I have this problem and am not sure how to even approach it..
Hilbert space $l^2(\mathbb{Z})$ with orthonormal basis$ $$(e_n)$ and Hamiltonian operator $He_n=i(e_{n+1}-e_{n-1})$
a)I need to use Fourier series to find a multiplication operator which is unitary equivalent to H
b)Use a) to show that there is a no vector $h \in l^2(\mathbb{Z})$ , $h\neq 0$ such that $exp(-itH)h=h$ for all $t \in R$
As pointed out by MaoWao, consider the following Fourier transform operator ${\cal F}: \ell^2(\mathbb{Z}) \rightarrow L^2(S^1)$
$$ {\cal F}[f(n)](k) = \hat{f}(k) = \frac{1}{\sqrt{2 \pi}} \sum_n e^{i kn} f(n) $$
with inverse $$ {\cal F}^{-1}[g(k)](n) = \frac{1}{\sqrt{2 \pi}} \int_0^{2 \pi} dk e^{-i kn} g(k) $$
For point a)
First compute the Fourier transform of the standard basis. Note that $e_n(m) = \delta_{n,m}$ (Kronecker delta).
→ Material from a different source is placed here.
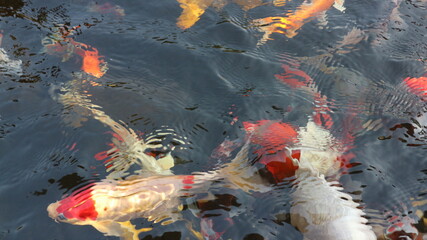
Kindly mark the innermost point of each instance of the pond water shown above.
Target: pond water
(154, 68)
So
\begin{align} \hat{e_n}(k) &= \frac{1}{\sqrt{2 \pi}} \sum_m e^{i km} \delta_{n,m}\\ & = \frac{e^{ikn}}{\sqrt{2\pi}} \end{align}
Now use
$$ {\cal F} H{\cal F}^{-1} {\cal F} e_n = i ({\cal F}e_{n+1} - {\cal F}e_{n-1}) $$
which means \begin{align} {\cal F} H{\cal F}^{-1} e^{ikn} &= i (e^{ik(n+1)}- e^{ik(n-1)} ) \\ &= -2\sin(k) e^{ikn} \end{align}
Hence $H$ is unitarily equivalent to multiplication by $-2\sin(k)$. Note that the sign is conventional: a different choice of signs in the Fourier operator would have led to $2\sin(k)$.
For point b)
Now Fourier transform the equality $ \exp{itH}h = h$ to get
$$ \exp{ ( it {\cal F} H{\cal F}^{-1} )} \hat{h} = \hat{h} \tag{1} $$
Hence you need to find a non-zero function $\hat{h}(k)$ in $L^2(S^1)$ such that
$$ \exp{[-2it \sin(k)]} \, \hat{h}(k) = \hat{h}(k) $$
for all $k\in [0,2\pi)$ (and all t) which is impossible.
Note added:
In fact $\sin(k)$ is non-zero for all $k$ (in the interval) except $k=0,\pi$. Hence, in order to satisfy (1), the function $\hat{h}(k)$ should be zero for all $k$ except possibly $k=0,\pi$. This is clearly the zero function almost everywhere. To add some intuition you can reason as follows. If such a function existed, it would try to be "infinite" at $k=0$ (or $k=\pi$ or both), in order to have a finite (non-zero) norm. This is achieved by a (Dirac) delta function --which of course is not a function--. So, "in a sense", $\hat{h}(k) = \delta(k)$, is a solution of $\exp{itH}h=h$. If you Fourier transform back you get the function (vector) with components
$$ h(n) = \frac{1}{\sqrt{2 \pi}} $$
You can plug this in your equation defining $H$ and you will notice that it leads to $H h = 0$. So it would seem that $h$ is an eigenvector of $H$ with eigenvalue zero. However the vector with components $h(n) \propto 1$ is not normalizable, hence such $h$ does not belong to $\ell^2(\mathbb{Z})$.